Both processes will define the future generation mix and influence Colombia’s country risk perception among international investors. In this context, industry stakeholders consulted by Energía Estratégica argue that the debate should focus on technical design rather than ideological positioning.
Among the most visible candidates are Iván Cepeda, Abelardo de la Espriella and Paloma Valencia. Other figures frequently mentioned include Mauricio Cárdenas, David Luna, Juan Daniel Oviedo, Sergio Fajardo and Claudia López, although market attention remains centred on the first three.
Market participants note that none of the leading contenders has yet presented a detailed roadmap outlining how to coordinate renewable energy expansion, battery energy storage systems (BESS), capacity remuneration mechanisms and the role of natural gas in the energy transition.
Public proposals remain focused on broad concepts — energy transition, emissions reduction and “fair” electricity tariffs — without addressing regulatory instruments, price signals or market design. For investors active in solar PV, wind power and energy storage, this lack of specificity increases uncertainty at a pivotal moment for grid integration and system planning.
The next administration will take office amid projections of potential system stress between 2027 and 2028. Solar PV capacity is expanding rapidly, yet firm capacity additions are lagging behind.

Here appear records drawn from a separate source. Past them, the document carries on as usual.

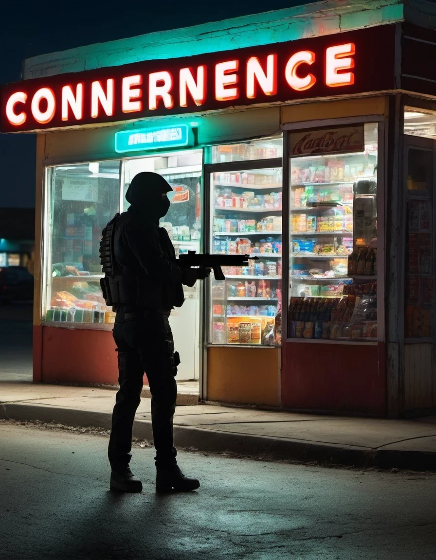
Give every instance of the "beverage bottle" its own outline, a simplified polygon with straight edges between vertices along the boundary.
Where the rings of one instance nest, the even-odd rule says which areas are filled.
[[[317,309],[315,315],[314,325],[314,335],[315,338],[322,338],[322,322],[323,302],[322,298],[320,297],[317,303]]]
[[[274,318],[274,342],[279,346],[281,344],[281,305],[279,304],[276,316]]]
[[[233,197],[231,195],[231,189],[226,187],[224,189],[224,206],[226,208],[231,208],[233,204]]]
[[[374,272],[374,255],[373,251],[370,249],[367,253],[367,259],[365,261],[365,272],[364,274],[365,276],[371,276]]]
[[[356,267],[356,274],[358,276],[362,276],[365,272],[365,256],[364,250],[359,249],[357,265]]]
[[[333,300],[326,297],[322,309],[322,338],[330,338],[330,323]]]
[[[309,297],[308,301],[307,314],[306,320],[304,323],[304,330],[303,333],[304,338],[313,338],[314,302],[316,301],[314,298],[312,298],[311,297]]]
[[[297,338],[303,338],[303,333],[304,330],[304,323],[306,320],[306,314],[307,312],[307,302],[304,298],[302,298],[302,299],[303,303],[300,308],[299,317],[295,325],[295,336]]]
[[[347,273],[349,276],[355,276],[357,270],[357,253],[353,249],[352,253],[348,258]]]
[[[295,338],[295,311],[297,298],[291,297],[287,310],[287,336],[289,338]]]

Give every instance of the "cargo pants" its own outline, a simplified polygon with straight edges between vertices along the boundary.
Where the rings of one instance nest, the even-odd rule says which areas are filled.
[[[173,418],[177,385],[174,379],[180,363],[174,352],[170,312],[119,305],[113,337],[118,352],[119,390],[112,414],[108,456],[113,470],[128,465],[132,431],[141,400],[144,372],[151,393],[151,423],[157,466],[176,464]]]

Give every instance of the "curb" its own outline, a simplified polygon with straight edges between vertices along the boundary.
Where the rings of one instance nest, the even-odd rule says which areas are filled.
[[[112,413],[30,403],[3,403],[0,418],[21,421],[55,422],[82,428],[110,430]],[[322,464],[358,468],[436,470],[436,453],[419,451],[368,449],[313,443],[266,436],[220,432],[205,428],[175,426],[174,444],[180,447],[194,447],[201,451],[230,452],[263,460],[317,462]],[[136,420],[133,435],[152,441],[151,422]]]

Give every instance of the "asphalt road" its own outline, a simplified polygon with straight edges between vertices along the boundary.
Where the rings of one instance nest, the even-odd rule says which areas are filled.
[[[0,305],[0,380],[32,381],[32,302]]]
[[[434,560],[436,477],[179,452],[201,486],[109,490],[107,435],[0,422],[2,560]]]

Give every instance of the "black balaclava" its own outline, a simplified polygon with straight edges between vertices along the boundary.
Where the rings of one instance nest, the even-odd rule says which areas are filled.
[[[126,199],[135,210],[159,223],[159,218],[165,215],[170,204],[169,199],[163,194],[172,190],[161,175],[142,171],[132,179]]]

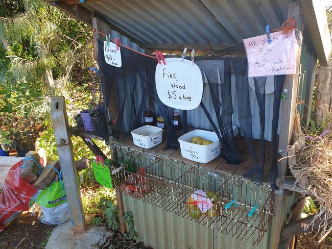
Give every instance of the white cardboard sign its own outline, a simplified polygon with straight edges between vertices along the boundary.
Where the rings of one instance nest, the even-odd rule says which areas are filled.
[[[199,68],[191,61],[166,58],[156,68],[156,87],[161,102],[171,107],[192,110],[203,96],[203,78]]]
[[[117,67],[121,67],[122,61],[121,61],[121,50],[118,47],[116,50],[116,44],[109,42],[109,46],[107,46],[107,42],[104,41],[104,57],[106,63]]]
[[[289,34],[281,31],[243,40],[248,58],[249,77],[295,73],[295,30]]]

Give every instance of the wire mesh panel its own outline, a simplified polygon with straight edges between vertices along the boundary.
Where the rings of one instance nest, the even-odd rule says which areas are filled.
[[[111,145],[110,167],[124,194],[258,244],[273,214],[274,192],[260,185],[197,166]]]

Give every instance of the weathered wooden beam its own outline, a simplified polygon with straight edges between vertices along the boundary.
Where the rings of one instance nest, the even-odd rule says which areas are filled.
[[[195,49],[196,55],[205,54],[215,52],[218,55],[231,54],[246,55],[242,43],[234,44],[199,44],[199,43],[142,43],[142,47],[151,51],[158,50],[165,54],[178,54],[182,55],[183,49],[188,49],[187,55],[192,49]]]
[[[300,200],[299,202],[296,204],[295,207],[293,210],[292,214],[292,217],[290,220],[289,223],[292,223],[296,220],[298,220],[301,218],[301,214],[302,214],[302,211],[304,208],[304,205],[305,205],[305,198],[303,198]],[[296,239],[296,237],[290,237],[287,239],[283,239],[280,241],[280,244],[279,244],[279,246],[278,247],[278,249],[288,249],[290,244],[294,244],[295,243],[295,240]],[[294,246],[291,246],[290,248],[293,248]]]
[[[313,92],[315,85],[316,70],[317,67],[317,57],[314,50],[310,51],[309,56],[309,65],[308,66],[306,88],[305,89],[305,103],[303,109],[302,123],[305,127],[308,127],[310,123],[311,114],[311,104],[313,101]]]
[[[106,18],[103,17],[101,14],[96,12],[92,12],[81,5],[75,5],[75,8],[73,8],[72,6],[65,4],[65,3],[61,2],[61,1],[56,1],[54,2],[54,6],[64,11],[72,17],[83,21],[90,27],[92,27],[92,17],[94,17],[98,18],[98,19],[102,20],[107,23],[112,30],[118,32],[121,35],[125,36],[131,41],[135,42],[139,46],[141,46],[140,44],[142,43],[141,41],[139,40],[137,38],[134,37],[130,34],[110,23],[109,21],[107,20]]]
[[[314,229],[318,228],[319,225],[323,222],[323,218],[319,217],[314,220],[314,215],[310,215],[287,224],[281,232],[281,241],[304,233],[312,233]],[[331,221],[332,220],[330,219],[328,223],[331,224]]]
[[[328,66],[332,44],[324,5],[317,0],[300,0],[300,2],[320,64]]]
[[[86,229],[85,218],[64,97],[51,98],[51,114],[74,231],[82,233]]]
[[[299,3],[290,3],[289,6],[288,16],[294,17],[296,21],[296,29],[302,32],[304,24],[302,8]],[[300,72],[300,58],[302,48],[302,41],[295,43],[296,70],[294,74],[288,74],[283,83],[283,89],[287,90],[285,93],[287,96],[281,103],[281,119],[280,121],[280,136],[278,151],[281,157],[287,156],[287,146],[293,139],[294,120],[296,109],[297,89]],[[287,169],[287,160],[282,160],[278,163],[278,178],[277,186],[282,189],[283,182]]]

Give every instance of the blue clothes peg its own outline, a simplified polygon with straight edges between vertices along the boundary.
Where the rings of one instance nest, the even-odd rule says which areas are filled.
[[[249,211],[249,213],[248,214],[248,216],[249,217],[251,217],[253,214],[255,213],[255,211],[256,211],[256,209],[258,208],[258,206],[257,205],[254,206]]]
[[[226,205],[225,205],[225,209],[228,209],[229,208],[231,208],[232,206],[233,207],[239,206],[238,205],[235,204],[237,201],[238,201],[238,199],[235,198],[232,200],[231,202],[229,202]]]
[[[271,44],[271,38],[270,38],[270,24],[267,24],[265,27],[266,35],[268,36],[268,43]]]

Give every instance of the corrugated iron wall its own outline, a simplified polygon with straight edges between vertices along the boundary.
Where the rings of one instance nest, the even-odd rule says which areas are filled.
[[[291,208],[298,198],[286,196],[286,220]],[[206,228],[201,224],[182,218],[174,212],[168,212],[141,201],[123,195],[126,212],[134,214],[135,229],[138,240],[155,249],[212,249],[236,248],[270,249],[272,230],[270,227],[260,243],[254,246],[253,238],[248,242],[233,238],[230,235]],[[273,248],[271,248],[273,249]]]

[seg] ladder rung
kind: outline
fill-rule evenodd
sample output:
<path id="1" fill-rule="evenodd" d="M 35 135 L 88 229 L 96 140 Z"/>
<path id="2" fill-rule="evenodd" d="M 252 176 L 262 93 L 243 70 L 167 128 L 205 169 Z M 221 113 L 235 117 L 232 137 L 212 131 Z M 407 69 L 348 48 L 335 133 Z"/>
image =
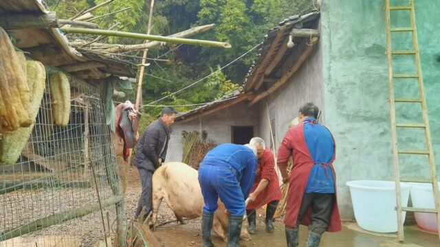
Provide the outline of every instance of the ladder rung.
<path id="1" fill-rule="evenodd" d="M 395 98 L 394 99 L 395 102 L 414 102 L 418 103 L 421 102 L 421 99 L 406 99 L 406 98 Z"/>
<path id="2" fill-rule="evenodd" d="M 398 152 L 402 154 L 429 154 L 429 151 L 426 150 L 400 150 Z"/>
<path id="3" fill-rule="evenodd" d="M 391 51 L 391 54 L 393 54 L 393 55 L 411 55 L 411 54 L 415 54 L 415 51 L 412 51 L 412 50 L 393 51 Z"/>
<path id="4" fill-rule="evenodd" d="M 406 211 L 408 212 L 420 212 L 420 213 L 437 213 L 437 210 L 434 209 L 420 209 L 420 208 L 413 208 L 409 207 L 402 207 L 402 211 Z"/>
<path id="5" fill-rule="evenodd" d="M 411 10 L 411 6 L 393 6 L 390 10 Z"/>
<path id="6" fill-rule="evenodd" d="M 402 128 L 425 128 L 425 124 L 410 124 L 410 123 L 404 123 L 404 124 L 396 124 L 396 127 L 402 127 Z"/>
<path id="7" fill-rule="evenodd" d="M 395 78 L 418 78 L 419 75 L 417 74 L 395 74 L 393 75 Z"/>
<path id="8" fill-rule="evenodd" d="M 400 178 L 400 182 L 432 183 L 432 180 L 430 178 Z"/>
<path id="9" fill-rule="evenodd" d="M 412 27 L 395 27 L 391 28 L 391 32 L 412 32 L 414 28 Z"/>

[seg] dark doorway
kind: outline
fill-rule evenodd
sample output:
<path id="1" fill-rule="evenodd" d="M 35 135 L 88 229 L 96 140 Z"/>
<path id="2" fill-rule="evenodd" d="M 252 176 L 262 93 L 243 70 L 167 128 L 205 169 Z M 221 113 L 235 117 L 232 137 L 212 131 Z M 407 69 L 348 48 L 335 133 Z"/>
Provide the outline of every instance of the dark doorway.
<path id="1" fill-rule="evenodd" d="M 246 144 L 254 137 L 254 126 L 232 126 L 232 143 Z"/>

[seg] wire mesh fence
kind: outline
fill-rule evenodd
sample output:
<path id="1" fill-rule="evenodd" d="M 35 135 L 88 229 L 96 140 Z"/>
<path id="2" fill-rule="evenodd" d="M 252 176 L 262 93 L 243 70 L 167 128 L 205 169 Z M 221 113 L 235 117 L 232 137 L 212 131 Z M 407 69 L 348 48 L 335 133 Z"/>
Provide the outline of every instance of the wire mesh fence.
<path id="1" fill-rule="evenodd" d="M 89 246 L 124 232 L 120 178 L 100 89 L 71 79 L 67 126 L 53 124 L 47 84 L 20 158 L 0 163 L 0 247 Z"/>

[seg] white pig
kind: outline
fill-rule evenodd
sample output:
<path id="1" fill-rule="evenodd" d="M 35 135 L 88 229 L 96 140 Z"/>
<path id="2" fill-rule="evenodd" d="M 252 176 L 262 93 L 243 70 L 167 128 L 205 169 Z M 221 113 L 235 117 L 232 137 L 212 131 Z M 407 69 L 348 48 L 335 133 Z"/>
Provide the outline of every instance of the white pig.
<path id="1" fill-rule="evenodd" d="M 195 219 L 201 217 L 204 198 L 197 178 L 197 171 L 180 162 L 170 162 L 159 167 L 153 175 L 153 215 L 152 224 L 155 228 L 159 207 L 165 201 L 182 224 L 182 217 Z M 219 200 L 219 208 L 214 217 L 213 230 L 228 241 L 228 216 L 225 213 L 225 205 Z M 240 238 L 245 241 L 251 239 L 250 235 L 243 224 Z"/>

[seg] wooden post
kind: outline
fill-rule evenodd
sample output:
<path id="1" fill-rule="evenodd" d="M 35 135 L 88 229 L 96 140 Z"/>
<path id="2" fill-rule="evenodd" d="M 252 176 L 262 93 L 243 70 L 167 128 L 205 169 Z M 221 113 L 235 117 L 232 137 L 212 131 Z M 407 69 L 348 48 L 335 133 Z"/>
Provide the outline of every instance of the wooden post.
<path id="1" fill-rule="evenodd" d="M 89 169 L 89 104 L 87 99 L 85 100 L 84 108 L 84 170 L 83 177 Z"/>
<path id="2" fill-rule="evenodd" d="M 150 34 L 151 32 L 151 23 L 153 22 L 153 8 L 154 7 L 154 0 L 151 0 L 150 4 L 150 14 L 148 15 L 148 25 L 146 27 L 146 34 Z M 136 103 L 135 104 L 135 108 L 139 109 L 139 105 L 142 101 L 142 80 L 144 80 L 144 71 L 145 70 L 145 64 L 146 63 L 146 54 L 148 49 L 144 50 L 144 54 L 142 55 L 142 62 L 141 62 L 140 73 L 139 73 L 139 81 L 138 82 L 138 94 L 136 95 Z"/>

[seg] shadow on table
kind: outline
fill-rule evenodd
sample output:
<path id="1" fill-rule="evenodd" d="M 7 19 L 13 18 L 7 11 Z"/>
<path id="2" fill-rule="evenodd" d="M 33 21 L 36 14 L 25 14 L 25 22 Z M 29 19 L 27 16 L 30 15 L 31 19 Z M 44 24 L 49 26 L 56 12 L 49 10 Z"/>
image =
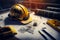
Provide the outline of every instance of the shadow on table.
<path id="1" fill-rule="evenodd" d="M 0 38 L 0 40 L 21 40 L 21 39 L 18 39 L 16 37 L 7 37 L 7 38 Z"/>
<path id="2" fill-rule="evenodd" d="M 7 17 L 7 18 L 4 20 L 4 24 L 5 24 L 5 25 L 24 25 L 24 24 L 22 24 L 20 21 L 18 21 L 18 20 L 12 20 L 12 19 L 10 19 L 9 17 Z"/>

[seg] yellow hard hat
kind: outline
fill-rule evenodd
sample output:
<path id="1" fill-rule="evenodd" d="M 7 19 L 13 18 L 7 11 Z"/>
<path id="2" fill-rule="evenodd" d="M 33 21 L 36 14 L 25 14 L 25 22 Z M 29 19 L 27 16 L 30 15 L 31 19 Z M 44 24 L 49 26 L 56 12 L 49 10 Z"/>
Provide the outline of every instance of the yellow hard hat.
<path id="1" fill-rule="evenodd" d="M 27 24 L 32 21 L 28 9 L 21 4 L 15 4 L 11 7 L 10 16 L 20 20 L 23 24 Z"/>

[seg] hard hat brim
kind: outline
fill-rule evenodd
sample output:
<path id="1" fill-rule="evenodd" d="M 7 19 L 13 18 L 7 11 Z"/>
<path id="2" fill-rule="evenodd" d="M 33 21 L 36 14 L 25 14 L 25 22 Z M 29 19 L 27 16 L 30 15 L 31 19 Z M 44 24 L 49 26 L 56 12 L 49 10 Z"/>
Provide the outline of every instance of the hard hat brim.
<path id="1" fill-rule="evenodd" d="M 23 24 L 28 24 L 28 23 L 30 23 L 30 22 L 32 22 L 32 17 L 29 17 L 29 19 L 28 20 L 23 20 L 23 21 L 21 21 L 21 23 L 23 23 Z"/>

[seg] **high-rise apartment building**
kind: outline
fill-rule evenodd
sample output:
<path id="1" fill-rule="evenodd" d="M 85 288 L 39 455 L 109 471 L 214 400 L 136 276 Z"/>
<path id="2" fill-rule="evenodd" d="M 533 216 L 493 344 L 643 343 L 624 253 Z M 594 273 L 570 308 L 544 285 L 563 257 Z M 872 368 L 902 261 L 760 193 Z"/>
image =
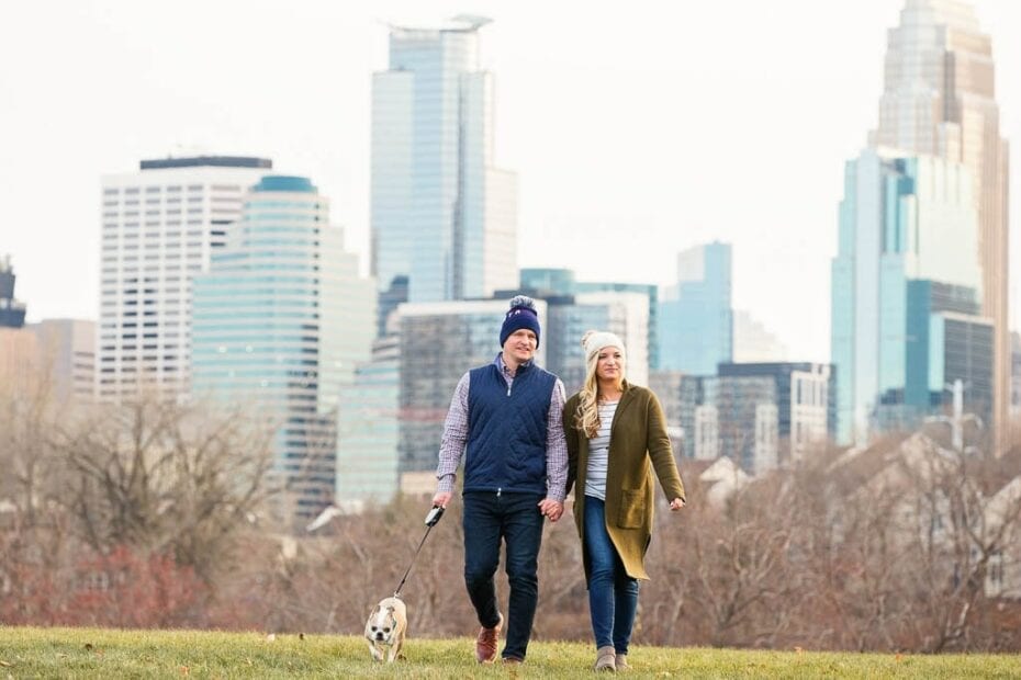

Without large-scale storage deployment or clear long-term capacity signals, night-time security of supply will continue to depend heavily on hydropower and thermal generation. This dynamic underscores the need for coherent market incentives that align renewable energy growth with dispatchable backup and flexibility resources.
The redesign of the reliability charge will be critical in determining which technologies receive long-term revenue certainty. The mechanism defines capacity payments, recognised firm energy and the financial sustainability of new generation projects.
Industry representatives stress that the debate is not merely technical. The structure of the reliability scheme will directly affect project bankability, the cost of capital and ultimately electricity tariffs for end users.
Stakeholders emphasise that safeguarding the independence of the Energy and Gas Regulatory Commission (CREG) will be essential to maintain technically grounded decisions insulated from electoral cycles.
Clear rules on capacity remuneration, grid expansion, distributed generation, taxation and long-term power purchase agreements (PPAs) are central to maintaining Colombia’s attractiveness for investment in renewables.
For international capital, institutional predictability often outweighs political orientation. Investment in renewables tends to flow towards jurisdictions with consistent regulatory frameworks and stable economic signals.
At stake is the balance of the energy trilemma: environmental sustainability, security of supply and tariff affordability. Short-term policy shifts that disturb this equilibrium could undermine both investment flows and system reliability.
As Colombia simultaneously defines its long-term contracting framework and its firm capacity scheme, the presidential debate extends well beyond environmental rhetoric. The next head of state will inherit not only an energy transition agenda, but also the responsibility to ensure that regulatory signals enable generation expansion without compromising stability, competitiveness or investor confidence.